The General Assembly returned to Annapolis on Monday for a special session more than a month after it failed to approve a budget during the 90-day session. It took lawmakers only three days to pass a budget plan with income tax increases, increases in taxes for tobacco products other than cigarettes, and a shift of hundreds of millions of dollars in teacher pension costs to local jurisdictions over the next four years.
Forty percent of the money raised from the income tax hike would come from Montgomery County, where 23.3 percent of earners would pay more.
| Tax rates for single-filers | |||
| Taxable income | Current tax rate | Approved tax rate | |
| $1-$1,000 | 2.0% | 2.0% | |
| $1,001-$2,000 | 3.0% | 3.0% | |
| $2,001-$3,000 | 4.0% | 4.0% | |
| $3,001-$100,000 | 4.75% | 4.75% | |
| $100,001-$125,000 | 4.75% | 5.0% | |
| $125,001 | $150,000 | 4.75% | 5.25% |
| $150,001-$250,000 | 5.0% | 5.5% | |
| $250,001 – $500,000 | 5.0% / 5.25% | 5.75% | |
| $500,001 and up | 5.50% | 5.75% | |
Overall, nearly 14 percent of state residents would pay higher taxes, with 9.5 percent of Prince George’s County residents paying extra, according to a state fiscal analysis. The tax hikes would apply retroactively to January.
Tax rates would rise to as high as 5.75 percent for those earning more than $250,000 annually, and tax exemptions would be reduced for Marylanders earning more than $100,000. Residents earning more than $200,000 would see their exemptions eliminated entirely.
While some lamented the fact that lawmakers had to come back to Annapolis at all, Democratic leadership said the special session was needed to avoid more than $500 million in spending cuts — a contingency budget plan that took effect when lawmakers failed to complete their work on time in April.
“It would have been much more appropriate to have done it during the 90-day session, there’s no doubt about that,” said House Speaker Michael Busch, D-Anne Arundel. “But I think everyone felt responsible when we left here without a final product and we were governing by default. No one wanted to do that.”

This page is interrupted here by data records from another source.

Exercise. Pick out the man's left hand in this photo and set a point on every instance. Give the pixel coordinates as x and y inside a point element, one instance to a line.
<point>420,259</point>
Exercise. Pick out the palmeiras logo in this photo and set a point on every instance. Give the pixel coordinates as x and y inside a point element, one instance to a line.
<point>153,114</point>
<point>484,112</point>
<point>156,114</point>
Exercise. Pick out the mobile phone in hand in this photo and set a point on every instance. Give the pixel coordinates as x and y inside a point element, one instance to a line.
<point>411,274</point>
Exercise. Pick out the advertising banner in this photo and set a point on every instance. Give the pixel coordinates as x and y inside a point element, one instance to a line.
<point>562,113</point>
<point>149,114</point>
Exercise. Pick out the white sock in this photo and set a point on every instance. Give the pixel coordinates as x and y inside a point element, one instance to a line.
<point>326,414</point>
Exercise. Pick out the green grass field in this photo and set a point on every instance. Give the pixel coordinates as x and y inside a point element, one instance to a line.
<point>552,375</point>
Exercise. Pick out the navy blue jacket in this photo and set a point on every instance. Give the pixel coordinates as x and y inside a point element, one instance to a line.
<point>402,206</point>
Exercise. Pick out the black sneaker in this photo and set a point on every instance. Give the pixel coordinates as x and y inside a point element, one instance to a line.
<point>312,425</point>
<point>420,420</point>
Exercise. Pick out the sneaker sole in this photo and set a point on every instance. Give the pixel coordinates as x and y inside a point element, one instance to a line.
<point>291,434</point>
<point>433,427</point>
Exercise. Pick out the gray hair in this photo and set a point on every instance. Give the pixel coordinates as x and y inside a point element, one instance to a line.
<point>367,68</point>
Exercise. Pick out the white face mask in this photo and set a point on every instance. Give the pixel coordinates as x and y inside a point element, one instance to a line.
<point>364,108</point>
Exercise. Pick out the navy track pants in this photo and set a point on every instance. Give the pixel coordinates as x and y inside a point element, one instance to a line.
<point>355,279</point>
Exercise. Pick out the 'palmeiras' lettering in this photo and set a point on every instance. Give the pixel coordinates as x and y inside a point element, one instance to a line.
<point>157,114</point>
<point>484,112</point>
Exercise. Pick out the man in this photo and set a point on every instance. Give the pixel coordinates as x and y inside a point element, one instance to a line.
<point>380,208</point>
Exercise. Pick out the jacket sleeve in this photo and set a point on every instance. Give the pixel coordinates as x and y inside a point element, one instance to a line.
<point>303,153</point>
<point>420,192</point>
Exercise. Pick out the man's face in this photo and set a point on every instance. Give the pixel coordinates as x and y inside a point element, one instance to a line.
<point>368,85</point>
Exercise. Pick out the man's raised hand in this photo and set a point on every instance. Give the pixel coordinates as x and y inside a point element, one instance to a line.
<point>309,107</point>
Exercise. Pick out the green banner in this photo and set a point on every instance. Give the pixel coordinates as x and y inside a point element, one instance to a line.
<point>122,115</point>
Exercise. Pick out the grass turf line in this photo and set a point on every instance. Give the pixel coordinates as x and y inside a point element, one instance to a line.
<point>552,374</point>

A spokeswoman for Gov. Martin O’Malley said it is not clear when he will sign the budget bills.
The budget deal passed with a final vote by the House on Wednesday afternoon, restoring education funding that would have been cut and protecting the state’s good economic standing, O’Malley said.

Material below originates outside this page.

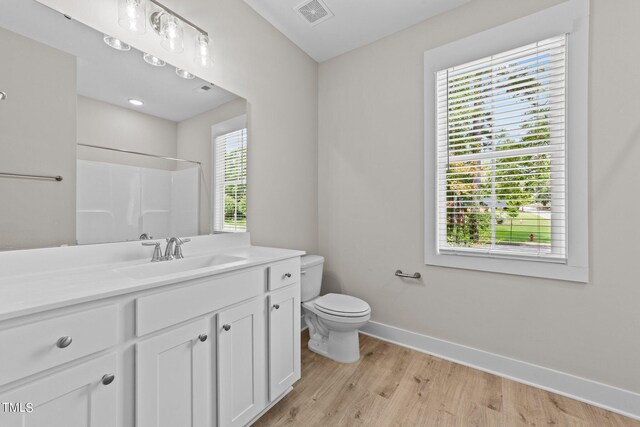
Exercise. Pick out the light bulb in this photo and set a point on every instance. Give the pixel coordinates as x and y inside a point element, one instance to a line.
<point>153,60</point>
<point>132,15</point>
<point>203,51</point>
<point>172,33</point>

“These have not been easy years, but what has held us in better stead than other states is that we’ve been applying a balanced approach to the budget, maintaining the AAA bond rating, but also protecting the investments that allow us to have a better rate of job growth than other states,” he said Wednesday.
But Republicans, and even some House Democrats, questioned the merits of raising income taxes during a recession, particularly on Maryland families.
“It’s amazing that the Democrats and Gov. O’Malley want to run around saying ‘mission accomplished’ when the only mission accomplished here was damage to the citizens of Maryland as far as jobs and as far as their quality of life,” said Senate Minority Leader E.J. Pipkin, R-Eastern Shore.